Siddhartha by Hermann Hesse
This classic novel of self-discovery has inspired generations of seekers. With parallels to the enlightenment of the Buddha, Hesse's Siddhartha is the story of a young Brahmin's quest for the ultimate reality. His quest takes him from the extremes of indulgent sensuality to the rigors of ascetism and self-denial. At last he learns that wisdom cannot be taught — it must come from one's own experience and inner struggle. Steeped in the tenets of both psychoanalysis and Eastern mysticism,Siddhartha presents a strikingly original view of man and culture, and the arduous process of self-discovery that leads to reconciliation, harmony, and peace.
Set in India, Siddhartha is subtitled an "Indic Poetic Work" and clearly it does owe much to both Buddhism and Hinduism, however the philosophy embodied in Siddhartha is both unique and quite complex, despite the lyrically beautiful simplicity of the plot.
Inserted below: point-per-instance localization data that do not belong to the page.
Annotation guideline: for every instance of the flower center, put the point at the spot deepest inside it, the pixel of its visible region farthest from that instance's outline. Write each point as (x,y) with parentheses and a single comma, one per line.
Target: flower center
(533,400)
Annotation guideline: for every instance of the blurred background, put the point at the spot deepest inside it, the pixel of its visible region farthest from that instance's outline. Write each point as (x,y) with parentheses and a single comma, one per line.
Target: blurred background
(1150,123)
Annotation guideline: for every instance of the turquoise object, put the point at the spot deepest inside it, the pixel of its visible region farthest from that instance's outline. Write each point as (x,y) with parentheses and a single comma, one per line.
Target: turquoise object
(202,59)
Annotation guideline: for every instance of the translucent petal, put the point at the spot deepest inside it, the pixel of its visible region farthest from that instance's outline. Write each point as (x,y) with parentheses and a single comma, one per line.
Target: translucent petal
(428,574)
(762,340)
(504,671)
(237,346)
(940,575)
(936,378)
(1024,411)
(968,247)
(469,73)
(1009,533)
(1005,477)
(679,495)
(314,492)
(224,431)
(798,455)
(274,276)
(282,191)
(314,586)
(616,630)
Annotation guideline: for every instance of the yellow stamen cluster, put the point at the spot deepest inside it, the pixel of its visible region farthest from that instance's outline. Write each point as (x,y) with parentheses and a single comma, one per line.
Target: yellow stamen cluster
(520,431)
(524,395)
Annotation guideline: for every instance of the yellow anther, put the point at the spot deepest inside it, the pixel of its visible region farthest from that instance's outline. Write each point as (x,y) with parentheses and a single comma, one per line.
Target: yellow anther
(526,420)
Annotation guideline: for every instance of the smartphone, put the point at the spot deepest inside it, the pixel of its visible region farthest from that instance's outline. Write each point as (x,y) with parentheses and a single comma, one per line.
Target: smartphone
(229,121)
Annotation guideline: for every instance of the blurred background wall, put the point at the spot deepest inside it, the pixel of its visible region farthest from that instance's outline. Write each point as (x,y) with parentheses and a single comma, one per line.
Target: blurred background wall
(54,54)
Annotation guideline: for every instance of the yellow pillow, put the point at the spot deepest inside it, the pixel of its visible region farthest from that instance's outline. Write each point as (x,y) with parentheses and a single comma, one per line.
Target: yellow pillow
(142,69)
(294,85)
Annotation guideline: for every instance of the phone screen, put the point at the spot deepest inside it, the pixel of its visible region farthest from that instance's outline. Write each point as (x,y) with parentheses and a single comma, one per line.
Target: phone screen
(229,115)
Siddhartha is one of the names of the historical Gautama and while the life of Hesse's character resembles that of his historical counterpart to some extent, Siddhartha is by no means a fictional life of Buddha and his teachings.
Siddhartha is divided into two parts of four and eight chapters, something some have interpreted as an illustration of Buddhism's Four Noble Truths and the Eightfold Path to Enlightenment.
Elements of Hinduism can also be found in Siddhartha. Some critics maintain that Hesse was influenced largely by the Bhagavad Gita when he wrote the book and that his protagonist was groping his way along a path outlined in that text. Certainly the central problems of Siddhartha and the Gita are similar: how can the protagonist attain a state of happiness and serenity by means of a long and arduous path?